Will the Minister tell us whether he regards it as appropriate that an elected PCC should be regularly briefed about the course of a policing operation and should then, almost as a matter of routine, have contact with those who are subject to that operation, and, what is more, then fail to disclose that those contacts have taken place? Perhaps your Lordships will think that such a scenario is far fetched but I have to say that it is not. On 10 January last year, the Mayor of London was briefed by Assistant Commissioner Yates. The mayor later told the London Assembly that he could not remember the briefing in detail but acknowledged that it may well have been about Operation Weeting, the investigation into phone hacking at News International. Four days later he had lunch with Rebekah Brooks and 10 days after that he had dinner with Rupert Murdoch at his London home. Neither of those two meetings was disclosed in the published mayoral diary and they were omitted, initially at least, from the list of contacts with News International that was requested by the London Assembly. There were further briefings from John Yates on 21 April and 3 May. Remarkably, days later, the mayor had more initially undisclosed contacts with News International, including a telephone call with James Murdoch on 6 May and, five days later, with the News International lobbyist, Frederic Michel. I could go on. I have a long list of meetings and contacts.
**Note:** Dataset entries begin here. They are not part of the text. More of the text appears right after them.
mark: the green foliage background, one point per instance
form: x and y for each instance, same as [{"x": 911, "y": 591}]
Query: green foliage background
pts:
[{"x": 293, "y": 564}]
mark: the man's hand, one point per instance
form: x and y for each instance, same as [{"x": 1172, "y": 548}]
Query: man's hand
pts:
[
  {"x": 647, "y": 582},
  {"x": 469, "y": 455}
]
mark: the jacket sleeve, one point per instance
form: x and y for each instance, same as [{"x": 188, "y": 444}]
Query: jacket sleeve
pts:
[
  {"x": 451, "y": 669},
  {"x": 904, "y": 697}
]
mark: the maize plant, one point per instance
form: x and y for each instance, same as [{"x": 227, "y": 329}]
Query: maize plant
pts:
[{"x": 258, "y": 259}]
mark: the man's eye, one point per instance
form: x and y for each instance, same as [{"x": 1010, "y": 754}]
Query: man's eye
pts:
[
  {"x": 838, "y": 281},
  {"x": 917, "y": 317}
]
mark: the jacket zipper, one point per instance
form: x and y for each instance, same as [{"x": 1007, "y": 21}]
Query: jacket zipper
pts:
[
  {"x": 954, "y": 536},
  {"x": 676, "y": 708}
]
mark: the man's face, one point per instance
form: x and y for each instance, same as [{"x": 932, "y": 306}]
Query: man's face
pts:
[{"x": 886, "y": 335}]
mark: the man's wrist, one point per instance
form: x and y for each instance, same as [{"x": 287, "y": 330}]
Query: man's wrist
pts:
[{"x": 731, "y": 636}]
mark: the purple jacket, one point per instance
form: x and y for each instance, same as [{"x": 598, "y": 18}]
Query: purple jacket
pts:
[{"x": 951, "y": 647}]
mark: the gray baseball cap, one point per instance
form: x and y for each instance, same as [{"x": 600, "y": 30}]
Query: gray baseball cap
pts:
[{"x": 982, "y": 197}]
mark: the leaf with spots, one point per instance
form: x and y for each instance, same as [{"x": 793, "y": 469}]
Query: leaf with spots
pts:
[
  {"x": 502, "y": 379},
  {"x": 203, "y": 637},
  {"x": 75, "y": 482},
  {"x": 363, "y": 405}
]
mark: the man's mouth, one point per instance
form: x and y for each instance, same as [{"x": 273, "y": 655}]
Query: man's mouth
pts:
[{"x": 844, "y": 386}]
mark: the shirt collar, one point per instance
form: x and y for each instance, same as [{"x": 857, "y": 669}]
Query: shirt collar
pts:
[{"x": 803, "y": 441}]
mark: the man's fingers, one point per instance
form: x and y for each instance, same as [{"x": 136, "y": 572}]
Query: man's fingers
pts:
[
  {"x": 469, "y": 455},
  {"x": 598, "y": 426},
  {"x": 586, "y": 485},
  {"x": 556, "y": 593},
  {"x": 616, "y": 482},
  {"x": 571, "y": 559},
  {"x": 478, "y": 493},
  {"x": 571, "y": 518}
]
At the same time, the mayor’s deputy was raising, in an ostensibly jocular way, concerns that too many detectives were involved in investigating phone hacking, so much so that assistant commissioner Dick had to remind him, as she disclosed to the Leveson inquiry, that operational policing decisions were a matter for senior police officers, not elected politicians. The Mayor of London has form for this sort of thing. In February 2009, an investigation was conducted by Jonathan Goolden, a solicitor, at the request of the monitoring officers of the GLA and the MPA—roles that will not exist as far as PCCs are concerned—into the behaviour of the Mayor of London in contacting Damian Green MP at the time of his arrest on suspicion of involvement in breaches of the Official Secrets Act. Mr Goolden found that the mayor’s action in contacting a potential suspect in a criminal investigation was “extraordinary and unwise”. These contacts followed briefings that the mayor had been given about the case.

The changes in the governance of policing that the Government have introduced are ill worked through. They provide no safeguards of any substance against a police commissioner who misbehaves or persistently behaves in an extraordinary and unwise fashion. They will do nothing for transparency and little to improve accountability and they are taking place against a background of profound challenges for policing in this country.